De cet auteur, le premier livre m’a séduit d’emblée. Le Soleil des Scorta raconte une histoire de terre et de famille sous le soleil brulant de l’Italie du Sud. La mort du roi Tsongor est le deuxième livre que j’ai découvert et une histoire d’amour, de guerre et de mort totalement tragique. Laurent Gaudé n’est pas un gros rigolo : il faut le savoir.
Dominent dans ses romans et particulièrement dans Pour seul cortège une écriture d’une efficacité minimaliste et impitoyable. C’est du condensé. Tout y est dit en peu de mots. Les phrases courtes s’articulent efficacement. Les dialogues font corps avec le texte pour plus de densité. Et les morts parlent autant que les vivants, de cœur étroitement enlacés les uns aux autres.
Alors évidemment, Pour seul cortège, c’est du théâtre, une tragédie grecque pur jus dans le style sinon dans la forme.
Laissons-nous donc aller à une analyse un peu scolaire… rébarbative, tant pis. Retour en arrière, clap, rhéto à l’Inda, Arlon, 1977. Professeur : le père Serge. Aïe, redoutable ! Je me lance.
Sur scène, un nombre limité d’acteurs, Alexandre et Dryptéis, qui portent la pièce, deux héros non mythologiques, mais humains, englués dans leurs problèmes, le désir de gloire et de conquêtes à tout prix pour l’un, la sauvegarde d’un fils pour l’autre et à tout prix aussi !
Les acteurs sont toujours joués par des hommes dans le théâtre grec et limités à un, puis à deux et à maximum trois personnages. Alexandre est le rôle-titre, le protagoniste qui domine la pièce, celui par qui tout arrive et tout finit.
Dryptéis, la femme, est le personnage secondaire, le « deutéragoniste ». Elle devient protagoniste après la mort d’Alexandre et endosse le rôle-titre, celui d’un homme, car elle prend son destin à bras le corps en endossant le costume de celui qui part au combat, non les armes à la main, mais seule, quasi nue avec ses larmes et sa seule voix de pleureuse, seule face à son destin. Comme dans Invictus de W. E. Henley, le préféré de Nelson Mandela : « I am the master of my fate: I am the captain of my soul”.

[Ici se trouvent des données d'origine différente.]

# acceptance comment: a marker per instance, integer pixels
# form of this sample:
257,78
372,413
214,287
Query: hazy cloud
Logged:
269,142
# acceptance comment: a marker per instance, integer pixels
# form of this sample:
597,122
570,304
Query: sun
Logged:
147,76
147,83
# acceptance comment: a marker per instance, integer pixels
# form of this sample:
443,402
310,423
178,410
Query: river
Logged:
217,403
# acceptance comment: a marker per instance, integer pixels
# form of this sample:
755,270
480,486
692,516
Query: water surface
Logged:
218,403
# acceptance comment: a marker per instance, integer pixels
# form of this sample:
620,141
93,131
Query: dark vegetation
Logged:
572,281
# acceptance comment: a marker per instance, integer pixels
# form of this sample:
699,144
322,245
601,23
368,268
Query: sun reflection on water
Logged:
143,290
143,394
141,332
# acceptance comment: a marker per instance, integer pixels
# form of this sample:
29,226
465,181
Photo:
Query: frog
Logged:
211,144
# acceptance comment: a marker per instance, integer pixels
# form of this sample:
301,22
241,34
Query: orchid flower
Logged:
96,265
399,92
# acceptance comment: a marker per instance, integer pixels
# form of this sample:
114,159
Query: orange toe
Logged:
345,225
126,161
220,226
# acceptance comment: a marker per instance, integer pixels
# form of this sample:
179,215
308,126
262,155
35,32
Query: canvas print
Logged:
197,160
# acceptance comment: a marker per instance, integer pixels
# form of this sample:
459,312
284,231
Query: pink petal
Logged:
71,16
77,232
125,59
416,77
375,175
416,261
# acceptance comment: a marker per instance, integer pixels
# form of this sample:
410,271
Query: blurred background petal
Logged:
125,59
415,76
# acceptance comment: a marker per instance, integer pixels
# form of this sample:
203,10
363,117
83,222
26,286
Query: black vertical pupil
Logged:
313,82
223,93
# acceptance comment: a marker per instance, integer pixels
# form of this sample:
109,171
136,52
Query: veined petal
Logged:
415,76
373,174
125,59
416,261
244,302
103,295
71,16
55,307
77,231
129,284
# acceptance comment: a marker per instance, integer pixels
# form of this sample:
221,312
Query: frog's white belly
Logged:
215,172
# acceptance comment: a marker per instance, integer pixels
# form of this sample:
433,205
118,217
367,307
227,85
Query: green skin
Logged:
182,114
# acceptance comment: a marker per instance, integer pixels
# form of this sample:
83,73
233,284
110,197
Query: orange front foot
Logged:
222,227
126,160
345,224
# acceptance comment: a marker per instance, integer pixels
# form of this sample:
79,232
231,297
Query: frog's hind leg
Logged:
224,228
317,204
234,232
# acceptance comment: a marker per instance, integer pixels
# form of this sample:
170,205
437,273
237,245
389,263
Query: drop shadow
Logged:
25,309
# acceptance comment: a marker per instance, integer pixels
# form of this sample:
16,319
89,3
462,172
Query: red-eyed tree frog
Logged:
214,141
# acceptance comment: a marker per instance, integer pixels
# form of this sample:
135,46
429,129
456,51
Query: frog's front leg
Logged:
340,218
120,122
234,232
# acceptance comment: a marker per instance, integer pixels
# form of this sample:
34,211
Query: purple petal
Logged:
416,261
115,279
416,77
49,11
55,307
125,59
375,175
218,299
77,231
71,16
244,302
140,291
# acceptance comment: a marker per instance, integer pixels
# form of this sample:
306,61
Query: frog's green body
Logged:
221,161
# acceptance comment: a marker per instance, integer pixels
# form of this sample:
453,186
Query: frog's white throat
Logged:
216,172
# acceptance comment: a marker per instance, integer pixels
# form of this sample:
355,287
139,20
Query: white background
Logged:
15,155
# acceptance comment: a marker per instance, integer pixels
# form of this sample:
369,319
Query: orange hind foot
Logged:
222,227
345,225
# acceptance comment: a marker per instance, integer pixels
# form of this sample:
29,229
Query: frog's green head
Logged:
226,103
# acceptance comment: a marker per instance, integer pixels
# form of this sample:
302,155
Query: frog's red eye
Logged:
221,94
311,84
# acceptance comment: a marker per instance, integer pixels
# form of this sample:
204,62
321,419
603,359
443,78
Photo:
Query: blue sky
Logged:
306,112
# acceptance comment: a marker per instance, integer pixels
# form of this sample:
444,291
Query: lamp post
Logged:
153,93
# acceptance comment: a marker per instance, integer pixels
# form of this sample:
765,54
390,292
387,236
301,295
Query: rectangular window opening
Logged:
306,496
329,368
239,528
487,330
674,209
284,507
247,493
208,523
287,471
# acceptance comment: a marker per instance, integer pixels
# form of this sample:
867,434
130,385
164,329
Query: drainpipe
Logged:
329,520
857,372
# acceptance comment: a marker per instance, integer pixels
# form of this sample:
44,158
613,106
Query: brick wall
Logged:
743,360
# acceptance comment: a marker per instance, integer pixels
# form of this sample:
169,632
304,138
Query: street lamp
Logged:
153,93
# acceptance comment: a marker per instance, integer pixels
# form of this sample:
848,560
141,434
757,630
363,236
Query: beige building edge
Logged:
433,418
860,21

Le chœur de cette tragédie, ce sont tous les autres, ceux qui sont placés en contrebas dans « l’orchestra » circulaire, les soldats qui ont accompagné Alexandre dans ses conquêtes et tous ses proches qui bientôt se disputeront la succession. C’est aussi la sœur et la grand-mère de Dryptéis. Ce chœur va concourir à l’action et joue aussi le rôle d’acteur : il y a l’assassinat de la sœur, le détournement du cercueil d’Alexandre jusqu’à l’accomplissement final.
« La reconnaissance et la péripétie » sont les ressorts de la tragédie grecque, dixit Aristote, propres tous deux à « soutenir l’art de présenter des situations pathétiques ». Il faudra bien que Dryptéis reconnaisse qu’elle ne peut échapper à son destin de reine et de fille de roi vaincu : elle devra donc se séparer de son enfant pour la survie même de son fils liée à jamais à son vainqueur et maitre. Elle ne peut échapper à cela : même la mort devra attendre l’accomplissement de cette mission. Elle doit faire disparaitre le cadavre d’Alexandre, elle doit elle-même ensuite disparaitre du monde des vivants tout en restant vivante pour demeurer le témoin muet du mouvement et de la folie des hommes, c’est là son rôle et pas un autre car ce n’est pas une mère ordinaire qui peut vivre une vie ordinaire. Nul ne peut échapper pas à son destin.
Là, j’attends la cote du Père Serge.